Soviet naval officer and defector

Nicholas George Shadrin, born Nikolai Fedorovich Artamonov (1922 - December 1975), was a Soviet naval officer serving in Gdynia, Poland who defected to the United States of America in 1959.

==Life==
Shadrin was born in the Soviet Union in 1922. After joining the Soviet Navy he received advanced training in nuclear missiles, and at the age of 27 became the youngest destroyer captain in the fleet. Stationed in Gdynia, Poland in 1959, he fell in love with a Polish woman, Ewa Gora. With Navy restrictions and Gora's family's anti-communism making marriage impossible, the two defected by commandeering a naval launch to Sweden. The Central Intelligence Agency then brought Shadrin and Gora to the United States.

Shadrin's information proved particularly useful to the Office of Naval Intelligence. Working with the ONI under new identities, Shadrin gained an MA and PhD in engineering, and Gora opened a dental practice. He completed a Ph.D at George Washington University on the "Development of Soviet Maritime Power" in 1972. Later, with ONI not granting Shadrin higher level security clearances, he was assigned to translation in the Defense Intelligence Agency.

Shadrin was engaged in various counter-intelligence assignments during the Cold War after being approached by the KGB in 1966. He disappeared on assignment in Vienna, Austria in December 1975, apparently kidnapped by KGB agents. Later, Oleg Kalugin stated that Shadrin had died an accidental death during the kidnapping, apparently of a heart attack.

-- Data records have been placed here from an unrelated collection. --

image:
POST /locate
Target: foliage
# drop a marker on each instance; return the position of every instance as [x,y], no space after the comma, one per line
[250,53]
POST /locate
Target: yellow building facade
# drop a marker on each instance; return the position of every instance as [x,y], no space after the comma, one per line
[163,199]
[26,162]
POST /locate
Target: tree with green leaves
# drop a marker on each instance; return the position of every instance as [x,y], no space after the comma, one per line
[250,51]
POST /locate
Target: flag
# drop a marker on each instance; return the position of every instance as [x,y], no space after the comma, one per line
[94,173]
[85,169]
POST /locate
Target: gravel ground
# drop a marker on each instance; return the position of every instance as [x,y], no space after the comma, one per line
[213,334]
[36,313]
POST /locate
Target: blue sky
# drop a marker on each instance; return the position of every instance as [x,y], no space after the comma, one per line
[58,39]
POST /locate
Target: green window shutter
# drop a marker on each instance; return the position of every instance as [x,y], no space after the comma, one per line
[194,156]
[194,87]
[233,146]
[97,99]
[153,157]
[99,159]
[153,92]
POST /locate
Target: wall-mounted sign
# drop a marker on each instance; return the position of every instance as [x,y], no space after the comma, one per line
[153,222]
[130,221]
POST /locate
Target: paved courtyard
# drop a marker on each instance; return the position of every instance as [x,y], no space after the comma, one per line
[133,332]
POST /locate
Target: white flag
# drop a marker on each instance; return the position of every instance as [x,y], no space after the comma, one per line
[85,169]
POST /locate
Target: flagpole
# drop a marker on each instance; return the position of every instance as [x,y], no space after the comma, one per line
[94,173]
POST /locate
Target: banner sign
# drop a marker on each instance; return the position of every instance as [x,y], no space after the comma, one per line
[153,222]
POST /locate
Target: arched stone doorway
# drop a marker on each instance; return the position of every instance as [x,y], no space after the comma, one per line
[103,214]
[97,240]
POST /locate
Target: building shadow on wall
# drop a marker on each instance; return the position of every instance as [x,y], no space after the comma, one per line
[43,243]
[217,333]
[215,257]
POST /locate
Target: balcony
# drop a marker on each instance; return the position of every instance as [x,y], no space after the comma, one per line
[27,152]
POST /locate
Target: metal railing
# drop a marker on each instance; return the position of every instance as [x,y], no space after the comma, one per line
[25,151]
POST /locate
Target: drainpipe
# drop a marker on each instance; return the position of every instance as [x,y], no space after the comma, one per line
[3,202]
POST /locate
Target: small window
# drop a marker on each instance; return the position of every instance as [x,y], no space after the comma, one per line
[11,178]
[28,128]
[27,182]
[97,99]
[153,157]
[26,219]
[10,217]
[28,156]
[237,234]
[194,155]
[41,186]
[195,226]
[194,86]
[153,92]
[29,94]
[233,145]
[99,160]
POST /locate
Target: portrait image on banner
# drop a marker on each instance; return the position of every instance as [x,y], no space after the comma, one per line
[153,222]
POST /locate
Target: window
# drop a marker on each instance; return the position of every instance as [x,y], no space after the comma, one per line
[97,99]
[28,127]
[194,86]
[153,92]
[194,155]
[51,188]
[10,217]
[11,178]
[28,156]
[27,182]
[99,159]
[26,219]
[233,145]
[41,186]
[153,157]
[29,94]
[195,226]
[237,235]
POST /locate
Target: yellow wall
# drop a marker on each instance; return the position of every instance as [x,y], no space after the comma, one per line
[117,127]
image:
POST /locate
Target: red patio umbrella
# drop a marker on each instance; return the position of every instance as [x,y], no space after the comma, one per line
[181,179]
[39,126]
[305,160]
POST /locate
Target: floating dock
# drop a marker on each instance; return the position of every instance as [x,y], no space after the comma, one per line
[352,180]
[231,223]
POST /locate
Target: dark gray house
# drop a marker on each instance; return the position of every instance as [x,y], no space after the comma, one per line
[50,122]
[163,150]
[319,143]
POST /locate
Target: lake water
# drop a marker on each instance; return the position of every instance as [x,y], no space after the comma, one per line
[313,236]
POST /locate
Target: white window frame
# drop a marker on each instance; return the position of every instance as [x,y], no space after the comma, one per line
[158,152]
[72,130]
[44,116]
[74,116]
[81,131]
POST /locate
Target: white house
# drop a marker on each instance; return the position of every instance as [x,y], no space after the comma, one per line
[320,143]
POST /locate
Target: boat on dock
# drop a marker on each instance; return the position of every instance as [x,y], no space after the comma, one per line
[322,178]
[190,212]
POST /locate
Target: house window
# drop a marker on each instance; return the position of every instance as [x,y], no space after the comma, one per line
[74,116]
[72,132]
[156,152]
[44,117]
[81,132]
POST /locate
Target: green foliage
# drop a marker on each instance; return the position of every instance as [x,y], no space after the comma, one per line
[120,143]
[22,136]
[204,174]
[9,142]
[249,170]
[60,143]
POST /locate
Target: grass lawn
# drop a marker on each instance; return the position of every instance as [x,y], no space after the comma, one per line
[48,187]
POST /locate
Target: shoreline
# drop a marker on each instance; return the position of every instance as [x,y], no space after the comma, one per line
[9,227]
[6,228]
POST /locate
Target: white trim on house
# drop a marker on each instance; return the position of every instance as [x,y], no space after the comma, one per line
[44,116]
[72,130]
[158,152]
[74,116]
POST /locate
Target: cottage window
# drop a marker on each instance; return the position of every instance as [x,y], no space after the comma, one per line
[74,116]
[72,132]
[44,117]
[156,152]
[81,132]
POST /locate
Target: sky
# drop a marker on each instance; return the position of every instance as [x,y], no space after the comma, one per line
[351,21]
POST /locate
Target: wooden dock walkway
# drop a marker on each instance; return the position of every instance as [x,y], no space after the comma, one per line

According to former CIA counterintelligence officer Tennent H. Bagley, James Angleton had warned Shadrin's American handlers, CIA officer Bruce Solie and FBI agent Elbert Turner, to not let him travel out of the United States, but they allowed him to go to Canada in 1971 to meet with the KGB and let him travel to Vienna, Austria, in December 1975 to meet with his KGB recruiter, Igor Kochnov.